I don’t want to add another “AI-powered” thing to the pile just to slap a buzzword on it. The world doesn’t need more gimmicks. If I ever build something with AI at its core, it’ll be because I found a problem worth solving — something that actually changes how people work or live.
Until then, I’m watching. Learning. Waiting for the right idea.
Because honestly? Most of what I see out there right now isn’t solving problems. It’s creating new ones.
The Flood of Fake Content
Scrolling through my feed lately feels… off. It’s getting harder to know what is real.
There’s this influencer, Mia Zelu. Blonde, glamorous, posts selfies at Wimbledon, Coldplay concerts, Taylor Swift shows. 165K followers. Brand deals. The whole thing. Except she doesn’t exist. She’s entirely AI-generated. Thousands of people followed her thinking she was a real person living her best life.
Then there’s this video of bunnies bouncing on a trampoline. Looks like someone’s Ring camera caught it at night. Cute, right? 200 million views. Also completely fake.
Or the guy who claims he’s stuck in France in 2055. Empty streets. No people at the Louvre. PlayStation 7 in vending machines. Millions of followers hanging on every post. His videos literally include #fakesituation in the caption — and people still believe it.
I’ve even seen epoxy floor transformations go viral that are physically impossible. Just AI-generated eye candy disguised as DIY inspiration.

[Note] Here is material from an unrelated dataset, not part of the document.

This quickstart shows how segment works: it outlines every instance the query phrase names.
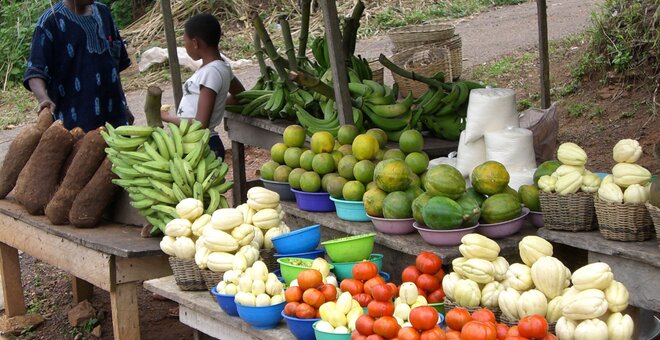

Studies show only 62% of people can correctly identify an AI image. And 87% have looked at a real photo and called it fake.
That second stat hits harder for me. We’re not just being fooled by fakes — we’re starting to distrust real things too.
That’s what worries me. Not just the fakes themselves, but what they’re doing to us. Our default is becoming suspicion. Every video, every photo, every story — there’s this little voice now asking “is this even real?”
And it’s only going to get worse. Tools like Sora and Veo are making studio-quality AI video accessible to anyone with a laptop. What used to cost millions now costs a prompt.
We’ll Get Past This
I think we’re in the “experimenting without thinking” phase. Everyone’s rushing to build, to go viral, to cash in. But once we get past this stage, I believe we’ll be more thoughtful about what we create and why.
The tools aren’t the problem. It’s how we’re choosing to use them.
I’d rather wait and build something meaningful than rush and add to the noise.